Society of Motion Picture and Television Engineers (SMPTE) is now LMT’s technology partner, she said, noting LMT now uses SMPTE’s infrastructure and tools, Morrissey said.
LMT will be open to all organizations, not just SMPTE members, while MESA continues to sponsor and promote LMT, she added.
The non-profit EIDR was started by TiVo and MovieLabs 12 years ago to create a standard media identifier.
About 2.5 million IDs have been issued to date, according to Hollie Choi, executive director of EIDR.
Its membership includes all the major Hollywood studio, networks, content distributors and M&E service providers, she noted.
Eyeing the future, she said EIDR is now focused on making sure it provides enough support for over-the-top (OTT) services and streaming.

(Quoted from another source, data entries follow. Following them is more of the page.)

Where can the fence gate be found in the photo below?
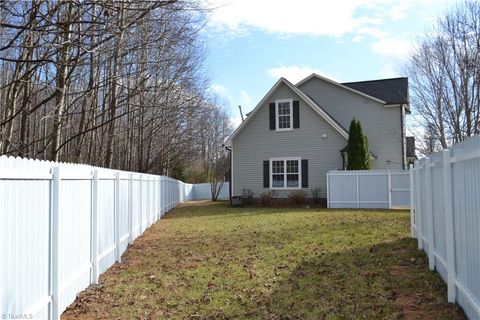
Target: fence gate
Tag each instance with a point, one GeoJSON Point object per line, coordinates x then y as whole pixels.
{"type": "Point", "coordinates": [383, 189]}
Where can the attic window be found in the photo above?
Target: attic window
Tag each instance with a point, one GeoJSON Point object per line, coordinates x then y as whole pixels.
{"type": "Point", "coordinates": [285, 173]}
{"type": "Point", "coordinates": [284, 114]}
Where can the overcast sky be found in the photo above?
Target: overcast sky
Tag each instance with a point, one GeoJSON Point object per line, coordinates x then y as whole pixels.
{"type": "Point", "coordinates": [252, 43]}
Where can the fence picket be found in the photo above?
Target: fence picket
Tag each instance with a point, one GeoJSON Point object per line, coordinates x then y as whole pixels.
{"type": "Point", "coordinates": [456, 204]}
{"type": "Point", "coordinates": [54, 269]}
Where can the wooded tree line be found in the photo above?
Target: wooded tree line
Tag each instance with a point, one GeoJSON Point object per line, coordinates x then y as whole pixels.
{"type": "Point", "coordinates": [444, 72]}
{"type": "Point", "coordinates": [111, 83]}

Meanwhile, “one of the biggest things that I really have tasked the team with is making sure that we have interoperability with the other registries that are out there,” including Ad-ID, she said.

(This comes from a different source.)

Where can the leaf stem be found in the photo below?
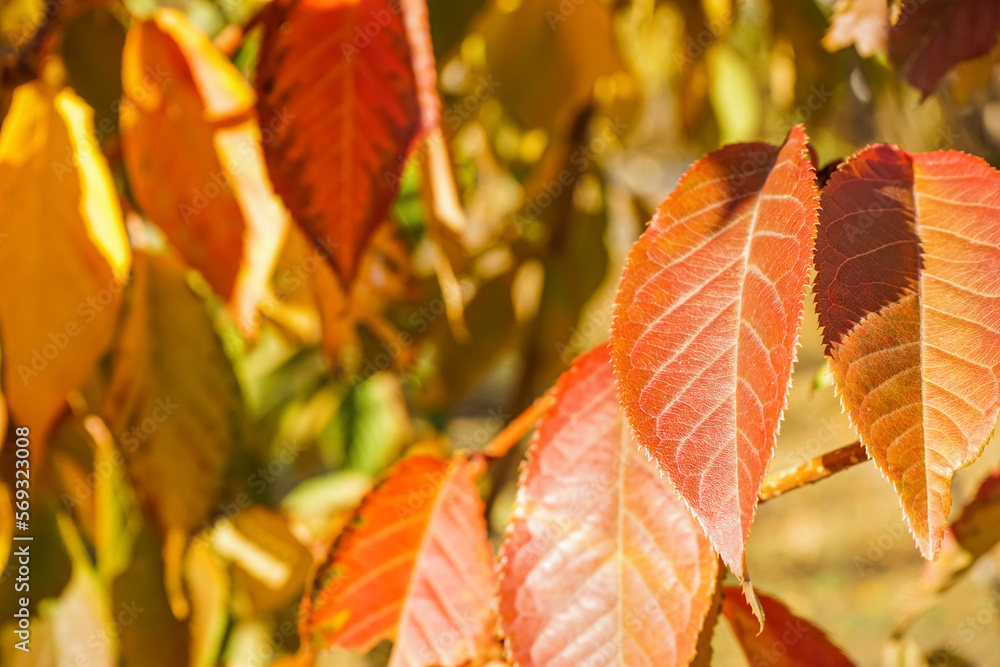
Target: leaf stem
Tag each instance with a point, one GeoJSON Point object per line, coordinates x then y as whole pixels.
{"type": "Point", "coordinates": [813, 470]}
{"type": "Point", "coordinates": [518, 426]}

“In the near future, we’re working on a universal search platform and we’re going to be providing some new services that are value add for our constituents,” she went on to say.
EIDR is also focused on business-to-business (B2B) and business-to-consumer (B2C) enablement and international expansion, which is “partially why we think it’s so important that we all work together with the different registries,” she said. After all, she explained, “it gets way too complicated if five different groups are telling you to do it five different ways.”
EIDR is also “pushing” for “EIDR at inception, meaning as early as you can register your content with EIDR the better,” she said. “But if you’re looking at your old catalog, we would say any licensable content should have an EIDR. So we’re working on ways to help everybody get those two things done.”
Wrapping up her presentation, she said: “EIDR has definitely grown in 12 years and we’re hoping to grow it even more.”
Noting that Ad-ID is a “registered, standardized, universal ad identification solution,” Yonah Levenson, executive director of Ad-ID and co-chair of the LMT Working Group, said its “12-character code uniquely identifies an advertising asset in any format, across any platform, which enables tracking, placement, optimization and measurement at a creative level.”
With Ad-ID, national and local airing of commercials can be tracked. The result is an avoidance of ad collision and organizations can optimize placements.
Before finishing the session, each of the speakers added their parting thoughts.
“LMT is going to be easier to adopt than you think because most companies are already at least half-way there,” according to Morrissey. “So start with an audit and figure out where you diverge and go from there,” she suggested.
There are now 239 approved languages part of the LMT and “it’s going to be close to 400 in the very near future,” according to Levenson.
Choi suggested that organizations “register early, update often and make sure that you are interacting with all of us.”
Mary Yurkovic, director of the Smart Content Council, moderated the session.